12. If the Levitical priests typified Christ, it follows that the sacrifices which they offered were also typical of Christ’s sacrifice for the sins of the world. So the epistle to the Hebrews argues: “Every high priest is ordained to offer gifts and sacrifices: wherefore it is of necessity that this man have somewhat also to offer.” Chap. 8:3. The Levitical priests stood “daily ministering, and offering oftentimes the same sacrifices, which can never take away sins.” Chap. 10:11. Their offerings were only typical of expiation, and needed therefore to be continually repeated till the Antitype itself should appear. But Christ offered his own blood on Calvary, by which he obtained eternal redemption for us, so that his sacrifice needs no repetition. He was “once offered to bear the sins of many;” and by this “one offering he hath perfected for ever them that are sanctified.” Chaps. 9:11-14, 25, 26; 10:10-14.
But this doctrine respecting the typical character of the Levitical sacrifices is not restricted to the epistle to the Hebrews. The New Testament is full of it. John the Baptist, the Saviour’s forerunner, announced him as “the Lamb of God which taketh away the sin of the world.” John 1:29. Whether we render, as in the margin of our version, “which beareth the sin of the world,” or, as in the text, “which taketh away the sin of the world,” the words contain the idea of a propitiatory sacrifice, or, which amounts to the same thing, an expiatory sacrifice; since it is by expiating our sin that Christ propitiates the Father. By bearing the sin of the world Christ expiates it, and thus takes it away.

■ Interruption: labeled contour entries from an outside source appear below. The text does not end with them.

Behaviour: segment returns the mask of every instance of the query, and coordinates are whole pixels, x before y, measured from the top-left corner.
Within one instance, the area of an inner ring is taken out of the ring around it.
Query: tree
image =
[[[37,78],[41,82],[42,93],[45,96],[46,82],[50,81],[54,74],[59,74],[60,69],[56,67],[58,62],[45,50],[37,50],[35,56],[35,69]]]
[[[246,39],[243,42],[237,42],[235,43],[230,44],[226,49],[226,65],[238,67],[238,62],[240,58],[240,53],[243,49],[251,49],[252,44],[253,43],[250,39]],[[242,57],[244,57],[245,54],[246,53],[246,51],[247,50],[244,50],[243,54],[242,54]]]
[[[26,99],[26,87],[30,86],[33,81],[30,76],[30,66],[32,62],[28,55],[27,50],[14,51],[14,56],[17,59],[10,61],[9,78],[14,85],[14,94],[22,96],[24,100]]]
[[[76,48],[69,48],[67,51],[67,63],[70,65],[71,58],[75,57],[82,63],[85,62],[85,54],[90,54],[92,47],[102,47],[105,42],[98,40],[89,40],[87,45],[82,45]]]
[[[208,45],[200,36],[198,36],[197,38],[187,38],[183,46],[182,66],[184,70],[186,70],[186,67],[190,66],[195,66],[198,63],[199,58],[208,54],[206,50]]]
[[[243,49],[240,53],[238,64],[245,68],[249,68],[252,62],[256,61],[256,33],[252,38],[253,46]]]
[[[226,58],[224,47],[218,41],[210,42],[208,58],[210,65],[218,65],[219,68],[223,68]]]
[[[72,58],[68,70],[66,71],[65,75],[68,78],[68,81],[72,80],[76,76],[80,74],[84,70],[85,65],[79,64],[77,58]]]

Thus he is “the propitiation for our sins, and not for ours only, but also for the sins of the whole world.” 1 John 2:2.
The Saviour himself announced his purpose to die for his people: “I lay down my life for the sheep.” “Therefore doth my Father love me because I lay down my life, that I might take it again. No man taketh it from me, but I lay it down of myself. I have power to lay it down, and I have power to take it again. This commandment have I received of my Father.” John 10:15, 17, 18. And lest any should think that he died simply in the character of a martyr, he elsewhere explains that “the Son of man came not to be ministered unto, but to minister, and to give his life a ransom for many”—more literally, “a ransom instead of many” (Matt. 20:28; Mark 10:45), where the sacrificial and vicarious nature of our Lord’s death is explicitly affirmed.